Highest cocaine use per capita in Latin America
The important port city on the Río Paraná with a good 1.3 million inhabitants is not only one of the most important transhipment points for soya from the interior of the country, which is loaded onto dozens of ships there every day. In the past decade, the city has also become a hub of the drug trade that fuels the violence. Rival factions fight for supremacy. The homicide rate in Rosario is among the highest in Argentina. Last year, 288 murders were registered. This year there are already more than 50, the youngest three on Saturday night.
Argentina has become a lucrative outlet for cocaine and its cheap by-products over the past decade. Nowhere in Latin America is per capita consumption higher than Argentina, with Santa Fe province leading the internal statistics. In addition, the country has also become an increasingly important transit country for drug smuggling abroad.
After Colombia and Brazil, Argentina is now the most important export country for cocaine. Rosario plays an important role in this. The city is on Highway 34, which runs from northern Bolivia to Buenos Aires. It serves as a route for the transport of cocaine and coca paste, mainly from Bolivia. The trunk road has therefore been given the meaningful nickname “White Route”.
In Argentina, however, there is not only a good clientele for the drug.
Argentina’s success as a transit country for cocaine is also due to its perforated border, good access to chemicals and the fact that money can be easily laundered here. Rosario is also good for this. In the north of the city, a modern luxury district has emerged in recent years. Many of the apartments are empty and constantly changing hands.

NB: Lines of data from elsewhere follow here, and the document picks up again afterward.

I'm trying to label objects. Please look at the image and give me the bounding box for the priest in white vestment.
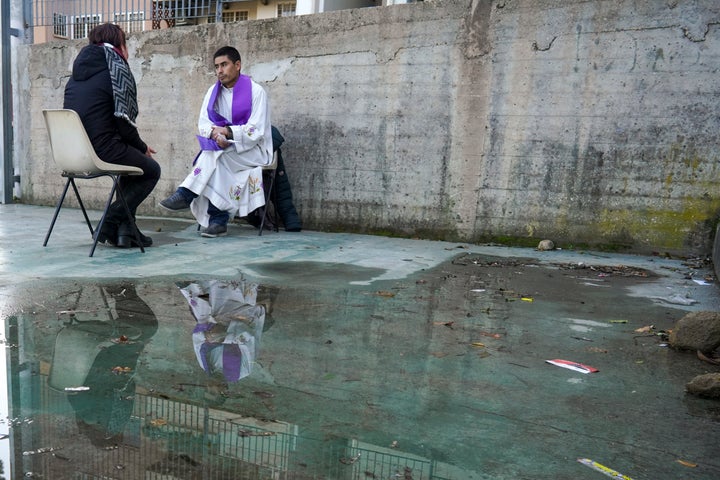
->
[160,47,273,238]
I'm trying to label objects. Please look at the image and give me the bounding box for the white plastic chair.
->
[43,109,145,257]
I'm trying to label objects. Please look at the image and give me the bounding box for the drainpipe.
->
[0,0,15,203]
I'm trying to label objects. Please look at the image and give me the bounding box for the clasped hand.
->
[210,127,231,148]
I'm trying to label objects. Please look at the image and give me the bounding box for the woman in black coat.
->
[64,23,160,248]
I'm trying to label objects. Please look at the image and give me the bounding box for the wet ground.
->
[0,205,720,480]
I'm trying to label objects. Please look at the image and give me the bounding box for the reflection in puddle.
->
[181,280,265,382]
[0,280,462,480]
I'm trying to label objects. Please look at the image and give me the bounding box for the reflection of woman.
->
[181,281,265,382]
[65,23,160,248]
[66,285,158,441]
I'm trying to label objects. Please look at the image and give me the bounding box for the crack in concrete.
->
[532,36,557,52]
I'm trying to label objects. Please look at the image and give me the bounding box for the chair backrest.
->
[43,109,143,175]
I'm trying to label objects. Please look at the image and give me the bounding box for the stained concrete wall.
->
[15,0,720,254]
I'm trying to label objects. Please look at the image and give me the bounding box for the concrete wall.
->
[15,0,720,254]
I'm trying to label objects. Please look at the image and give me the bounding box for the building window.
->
[223,11,248,23]
[72,15,100,39]
[114,12,145,33]
[278,2,295,17]
[53,13,67,37]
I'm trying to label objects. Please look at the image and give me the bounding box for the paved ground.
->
[0,205,720,480]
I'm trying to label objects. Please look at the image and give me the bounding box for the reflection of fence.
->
[135,395,450,480]
[32,0,217,31]
[32,382,468,480]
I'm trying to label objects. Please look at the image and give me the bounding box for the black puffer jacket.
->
[272,126,302,232]
[64,45,147,164]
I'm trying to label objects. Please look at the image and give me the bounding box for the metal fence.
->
[32,0,223,34]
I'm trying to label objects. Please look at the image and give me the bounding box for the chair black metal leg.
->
[89,180,116,257]
[70,177,95,235]
[43,178,75,247]
[258,170,277,236]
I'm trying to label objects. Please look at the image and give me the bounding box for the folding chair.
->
[258,150,279,235]
[43,109,145,257]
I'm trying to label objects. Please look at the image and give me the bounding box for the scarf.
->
[197,75,252,150]
[104,44,138,128]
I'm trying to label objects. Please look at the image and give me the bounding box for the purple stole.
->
[197,75,252,151]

According to local journalists, there are a number of companies in the city whose main purpose is to launder money from drug trafficking. There are also plenty of indications that the authorities, the security forces and even the judiciary are corrupt. In recent years, a number of officials and police officers who are said to be involved with organized crime have been charged. Indications of the presence of Colombian and Mexican cartels in Argentina have also accumulated. In view of the developments a few years ago, Pope Francis spoke of a “Mexicanization” of Argentina.

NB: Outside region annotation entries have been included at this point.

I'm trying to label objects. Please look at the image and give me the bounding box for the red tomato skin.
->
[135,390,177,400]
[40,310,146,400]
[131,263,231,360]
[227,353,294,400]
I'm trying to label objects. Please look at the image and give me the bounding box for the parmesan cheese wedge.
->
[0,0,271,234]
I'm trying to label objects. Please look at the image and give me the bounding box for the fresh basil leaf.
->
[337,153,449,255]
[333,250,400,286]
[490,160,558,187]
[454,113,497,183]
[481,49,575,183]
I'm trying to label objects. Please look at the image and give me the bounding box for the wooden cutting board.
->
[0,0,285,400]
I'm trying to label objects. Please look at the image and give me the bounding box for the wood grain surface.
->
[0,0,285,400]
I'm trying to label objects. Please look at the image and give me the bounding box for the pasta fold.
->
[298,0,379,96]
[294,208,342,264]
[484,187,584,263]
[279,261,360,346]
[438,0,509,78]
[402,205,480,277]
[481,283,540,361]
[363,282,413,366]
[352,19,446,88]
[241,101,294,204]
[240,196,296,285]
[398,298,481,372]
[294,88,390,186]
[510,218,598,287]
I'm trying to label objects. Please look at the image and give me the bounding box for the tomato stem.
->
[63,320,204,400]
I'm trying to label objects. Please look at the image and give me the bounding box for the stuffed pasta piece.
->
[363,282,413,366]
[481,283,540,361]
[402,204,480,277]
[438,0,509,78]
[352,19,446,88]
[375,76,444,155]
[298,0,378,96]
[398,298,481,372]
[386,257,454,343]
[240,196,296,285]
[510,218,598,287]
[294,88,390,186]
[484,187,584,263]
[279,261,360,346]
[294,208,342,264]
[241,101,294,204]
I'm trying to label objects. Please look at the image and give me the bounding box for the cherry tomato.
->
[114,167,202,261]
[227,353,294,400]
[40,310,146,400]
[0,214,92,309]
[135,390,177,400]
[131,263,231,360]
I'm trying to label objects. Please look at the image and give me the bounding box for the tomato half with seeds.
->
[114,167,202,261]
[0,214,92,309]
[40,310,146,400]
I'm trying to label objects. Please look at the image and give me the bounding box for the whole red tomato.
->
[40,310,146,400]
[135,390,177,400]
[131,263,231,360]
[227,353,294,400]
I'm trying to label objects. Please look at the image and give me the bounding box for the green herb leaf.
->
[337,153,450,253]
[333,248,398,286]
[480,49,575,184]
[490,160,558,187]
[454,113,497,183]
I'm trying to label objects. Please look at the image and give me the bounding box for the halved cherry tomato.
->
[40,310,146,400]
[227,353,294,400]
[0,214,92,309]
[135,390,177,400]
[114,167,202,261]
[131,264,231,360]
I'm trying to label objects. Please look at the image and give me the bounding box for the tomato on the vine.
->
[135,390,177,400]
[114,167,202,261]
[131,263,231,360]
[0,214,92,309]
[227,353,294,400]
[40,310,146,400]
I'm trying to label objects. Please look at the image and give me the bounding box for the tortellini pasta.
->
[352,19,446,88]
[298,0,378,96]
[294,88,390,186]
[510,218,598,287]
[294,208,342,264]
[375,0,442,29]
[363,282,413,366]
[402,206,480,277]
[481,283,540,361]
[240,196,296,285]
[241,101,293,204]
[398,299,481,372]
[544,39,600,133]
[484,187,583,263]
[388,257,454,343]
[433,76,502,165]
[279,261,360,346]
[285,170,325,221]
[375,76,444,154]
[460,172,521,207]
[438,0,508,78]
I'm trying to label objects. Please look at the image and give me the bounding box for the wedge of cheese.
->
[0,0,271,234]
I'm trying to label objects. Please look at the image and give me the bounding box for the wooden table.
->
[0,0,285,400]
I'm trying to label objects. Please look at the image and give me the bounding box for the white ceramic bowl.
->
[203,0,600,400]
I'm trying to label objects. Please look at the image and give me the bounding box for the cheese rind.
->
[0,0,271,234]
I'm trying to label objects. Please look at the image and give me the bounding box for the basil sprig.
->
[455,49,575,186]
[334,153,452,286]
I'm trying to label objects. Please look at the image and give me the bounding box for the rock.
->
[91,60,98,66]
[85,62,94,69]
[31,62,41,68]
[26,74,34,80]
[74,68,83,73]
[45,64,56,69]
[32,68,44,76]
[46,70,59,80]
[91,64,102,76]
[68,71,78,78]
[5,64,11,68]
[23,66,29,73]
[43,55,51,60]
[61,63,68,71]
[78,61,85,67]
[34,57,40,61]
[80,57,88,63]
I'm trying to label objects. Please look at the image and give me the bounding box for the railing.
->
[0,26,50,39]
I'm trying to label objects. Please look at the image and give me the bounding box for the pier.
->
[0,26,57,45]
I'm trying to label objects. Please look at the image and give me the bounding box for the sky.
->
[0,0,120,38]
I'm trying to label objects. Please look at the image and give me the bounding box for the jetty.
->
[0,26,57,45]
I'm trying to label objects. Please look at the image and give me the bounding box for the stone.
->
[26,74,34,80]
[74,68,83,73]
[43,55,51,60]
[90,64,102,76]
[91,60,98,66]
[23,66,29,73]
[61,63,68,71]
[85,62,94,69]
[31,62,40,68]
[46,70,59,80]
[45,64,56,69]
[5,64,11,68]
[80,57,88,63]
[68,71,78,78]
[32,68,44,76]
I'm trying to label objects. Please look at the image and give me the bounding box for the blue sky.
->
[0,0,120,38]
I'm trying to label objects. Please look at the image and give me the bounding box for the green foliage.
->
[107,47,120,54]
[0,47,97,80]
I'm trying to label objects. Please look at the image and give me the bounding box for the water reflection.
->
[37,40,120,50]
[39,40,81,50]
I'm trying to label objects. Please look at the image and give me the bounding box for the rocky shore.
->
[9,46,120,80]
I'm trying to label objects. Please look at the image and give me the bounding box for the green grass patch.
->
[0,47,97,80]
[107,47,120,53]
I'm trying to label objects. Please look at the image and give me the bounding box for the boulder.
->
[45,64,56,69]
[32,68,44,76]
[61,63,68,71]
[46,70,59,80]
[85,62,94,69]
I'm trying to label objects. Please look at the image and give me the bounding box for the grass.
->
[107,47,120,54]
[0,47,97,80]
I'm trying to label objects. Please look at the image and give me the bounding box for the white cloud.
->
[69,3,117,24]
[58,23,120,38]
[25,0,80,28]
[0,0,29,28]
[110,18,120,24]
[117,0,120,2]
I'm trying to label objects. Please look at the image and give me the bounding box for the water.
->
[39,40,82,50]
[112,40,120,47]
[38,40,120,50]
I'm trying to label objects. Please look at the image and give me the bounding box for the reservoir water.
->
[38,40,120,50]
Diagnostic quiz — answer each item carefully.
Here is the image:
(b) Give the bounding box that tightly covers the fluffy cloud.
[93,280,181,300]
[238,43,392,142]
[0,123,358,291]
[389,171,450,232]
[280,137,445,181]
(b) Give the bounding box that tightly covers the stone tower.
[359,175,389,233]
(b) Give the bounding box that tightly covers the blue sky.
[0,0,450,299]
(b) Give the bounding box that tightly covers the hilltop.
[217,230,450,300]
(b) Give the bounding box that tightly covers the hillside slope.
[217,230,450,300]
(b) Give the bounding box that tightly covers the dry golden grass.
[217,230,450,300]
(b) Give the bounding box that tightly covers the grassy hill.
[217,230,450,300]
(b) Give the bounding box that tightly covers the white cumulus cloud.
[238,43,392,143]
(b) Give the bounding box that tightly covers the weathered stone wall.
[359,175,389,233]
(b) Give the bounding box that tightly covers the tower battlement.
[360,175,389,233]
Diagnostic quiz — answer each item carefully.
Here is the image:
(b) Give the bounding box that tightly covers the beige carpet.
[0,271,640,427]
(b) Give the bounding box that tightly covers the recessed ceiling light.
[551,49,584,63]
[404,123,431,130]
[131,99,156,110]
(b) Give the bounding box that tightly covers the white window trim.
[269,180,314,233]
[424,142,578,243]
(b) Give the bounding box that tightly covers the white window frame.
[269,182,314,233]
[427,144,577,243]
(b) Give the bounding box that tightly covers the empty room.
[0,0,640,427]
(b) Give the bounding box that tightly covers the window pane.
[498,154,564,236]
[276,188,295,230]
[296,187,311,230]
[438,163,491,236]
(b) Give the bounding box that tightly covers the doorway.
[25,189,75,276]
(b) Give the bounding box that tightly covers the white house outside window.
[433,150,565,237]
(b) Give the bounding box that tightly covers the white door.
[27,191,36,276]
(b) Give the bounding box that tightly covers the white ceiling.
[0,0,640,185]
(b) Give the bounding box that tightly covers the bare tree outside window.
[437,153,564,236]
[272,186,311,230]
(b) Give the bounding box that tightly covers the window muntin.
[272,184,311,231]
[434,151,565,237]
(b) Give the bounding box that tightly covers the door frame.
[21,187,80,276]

The subject has been swept under the carpet in Argentina for years. Recent events may change that. After all, the victims are none other than Argentine national hero Lionel Messi and his family. There is something else: there will be elections in Argentina this year. President Alberto Fernández’s left-wing government is in deep trouble, failing to lead the country out of its deep economic crisis. Security in Rosario is also one of the tasks of the government in Buenos Aires and the regional government of the province of Santa Fe, which is also governed by the Peronists.
Mayor Javkin, meanwhile, belongs to the conservative opposition alliance. His criticism of the lack of security is directed at the government. A clear declaration of war also came from former President Mauricio Macri. The incident is another warning to the federal and Santa Fe governments not to coexist with drug dealers, Macri wrote on Twitter. “We have to fight against it. That will change at the end of the year.”

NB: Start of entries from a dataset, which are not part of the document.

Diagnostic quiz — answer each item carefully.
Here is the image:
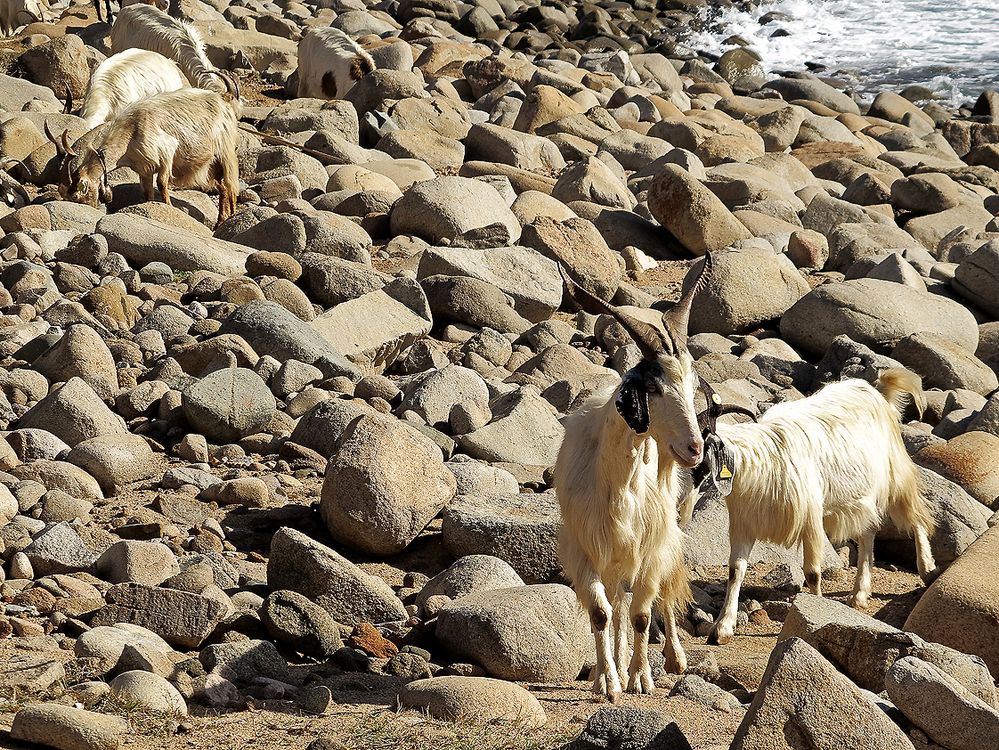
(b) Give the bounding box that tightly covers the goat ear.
[614,370,649,435]
[695,435,735,497]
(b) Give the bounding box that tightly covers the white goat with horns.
[45,80,239,223]
[66,49,190,128]
[111,5,225,93]
[691,368,936,643]
[555,256,711,701]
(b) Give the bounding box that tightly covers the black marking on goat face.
[319,73,336,99]
[614,359,665,435]
[350,55,375,81]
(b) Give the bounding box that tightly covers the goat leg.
[613,586,631,684]
[663,602,687,674]
[708,529,754,645]
[801,519,824,596]
[580,574,621,703]
[628,577,659,694]
[156,166,173,206]
[850,529,874,609]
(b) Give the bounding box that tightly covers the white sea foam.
[686,0,999,105]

The government, however, is trying to show a reaction. The cells of several detained organized crime leaders were searched on Friday. He is believed to be planning their gangs’ actions with the help of corrupt prison officials. Several police officers were arrested in Rosario on Saturday. The houses of former police chiefs were searched. The judiciary speaks of indications of structural corruption.
Earlier, President Fernández noted that one of Rosario’s security problems was with the police, calling it a “very serious problem” that “something more” needed to be done about. However, a statement by Security Minister Aníbal Fernández, who said on Thursday that the “narcos” had won, caused outrage, even from within their own ranks.